Ever feel that way? I think even faith expressed in questions points to the idea that “God is.” My motive is to always sing, pray, confess, and worship… with honesty to God. There’s often benefit in questioning what we do and say in worship, and why. As we move towards Palm Sunday, the tradition is, in many churches, to wave a little palm branch around, sorta re-enacting the biblical story of Jesus’ triumphal entry into Jerusalem. I’m always behind the piano when this takes place, and besides the cuteness of kids waving their branches, the sight of a few adults halfheartedly waving a small branch seemed more weird than worshipful. Especially given the fact that scripture tells us that before that same crowd could tweet #guesswhoIseeonadonkey #hosanna, the same people are screaming at the top of their lungs “Crucify Him!”
What if we celebrated Easter without the dazzle of pageantry and spectacle but rich in authentic response to the Resurrection? What if we started a new tradition and instead of one Sunday of raised hands holding palm branches, we had 51 Sundays with arms raised in new expressions of worship and surrender?

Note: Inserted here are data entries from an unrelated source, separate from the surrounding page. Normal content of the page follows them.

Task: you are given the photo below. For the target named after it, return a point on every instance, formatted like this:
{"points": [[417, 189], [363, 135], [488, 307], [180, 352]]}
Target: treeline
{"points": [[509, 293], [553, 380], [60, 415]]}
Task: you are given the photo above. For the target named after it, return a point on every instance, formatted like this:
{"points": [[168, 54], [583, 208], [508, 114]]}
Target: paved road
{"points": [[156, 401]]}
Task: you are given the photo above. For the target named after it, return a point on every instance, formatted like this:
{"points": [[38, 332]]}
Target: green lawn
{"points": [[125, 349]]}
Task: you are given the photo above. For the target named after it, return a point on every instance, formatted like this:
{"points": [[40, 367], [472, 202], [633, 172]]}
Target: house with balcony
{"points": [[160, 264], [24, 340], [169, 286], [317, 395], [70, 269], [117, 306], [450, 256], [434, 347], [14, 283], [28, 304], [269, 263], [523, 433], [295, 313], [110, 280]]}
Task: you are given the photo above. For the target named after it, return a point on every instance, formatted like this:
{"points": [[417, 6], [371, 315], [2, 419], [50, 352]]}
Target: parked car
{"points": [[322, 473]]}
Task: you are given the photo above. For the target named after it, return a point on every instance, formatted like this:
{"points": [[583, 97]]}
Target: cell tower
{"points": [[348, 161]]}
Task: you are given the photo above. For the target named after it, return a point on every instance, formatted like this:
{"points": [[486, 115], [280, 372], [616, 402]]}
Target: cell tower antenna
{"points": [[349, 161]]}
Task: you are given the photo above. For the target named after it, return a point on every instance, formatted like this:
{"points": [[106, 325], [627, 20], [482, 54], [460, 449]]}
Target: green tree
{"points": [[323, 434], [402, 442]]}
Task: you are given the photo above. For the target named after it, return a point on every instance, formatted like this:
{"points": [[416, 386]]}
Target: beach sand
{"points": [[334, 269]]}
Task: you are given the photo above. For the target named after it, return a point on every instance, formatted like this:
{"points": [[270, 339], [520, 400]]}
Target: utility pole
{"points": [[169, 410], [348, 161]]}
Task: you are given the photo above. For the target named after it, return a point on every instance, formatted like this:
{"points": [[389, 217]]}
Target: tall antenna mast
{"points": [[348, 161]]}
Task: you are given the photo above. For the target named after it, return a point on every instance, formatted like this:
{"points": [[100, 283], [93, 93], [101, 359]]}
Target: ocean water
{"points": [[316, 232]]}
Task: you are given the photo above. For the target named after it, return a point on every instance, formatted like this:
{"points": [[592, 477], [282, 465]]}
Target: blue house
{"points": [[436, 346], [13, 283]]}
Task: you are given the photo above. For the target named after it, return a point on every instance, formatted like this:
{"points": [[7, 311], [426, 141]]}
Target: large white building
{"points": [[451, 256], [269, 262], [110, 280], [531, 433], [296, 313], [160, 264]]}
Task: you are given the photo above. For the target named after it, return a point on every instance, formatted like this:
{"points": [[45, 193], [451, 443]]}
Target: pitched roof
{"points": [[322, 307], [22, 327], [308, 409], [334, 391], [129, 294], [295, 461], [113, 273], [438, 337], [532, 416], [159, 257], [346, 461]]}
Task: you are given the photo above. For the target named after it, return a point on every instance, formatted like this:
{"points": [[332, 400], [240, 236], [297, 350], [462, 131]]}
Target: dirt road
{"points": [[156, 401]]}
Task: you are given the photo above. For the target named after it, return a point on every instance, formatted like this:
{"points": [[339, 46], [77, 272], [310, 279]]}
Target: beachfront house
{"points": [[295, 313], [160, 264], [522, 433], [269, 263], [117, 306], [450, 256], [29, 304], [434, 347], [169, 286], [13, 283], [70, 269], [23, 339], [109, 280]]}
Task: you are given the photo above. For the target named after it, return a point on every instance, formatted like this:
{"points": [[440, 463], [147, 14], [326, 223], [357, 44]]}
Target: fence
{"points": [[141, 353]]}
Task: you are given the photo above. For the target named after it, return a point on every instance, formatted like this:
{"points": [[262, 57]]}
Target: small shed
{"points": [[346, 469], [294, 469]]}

What if we added to our bold proclamations of “How Great is Our God,” humble questions asking “How Great is Our God?” What if we transformed our 40 Lenten days of “Giving up Something” for an entire new lifestyle of denying ourselves, taking up our cross and following Him all 356 days of the year?
I pray that this Easter season your questions lead you to reflect on Jesus, and the cross leads you to respond past Hosannas to Hallelujahs!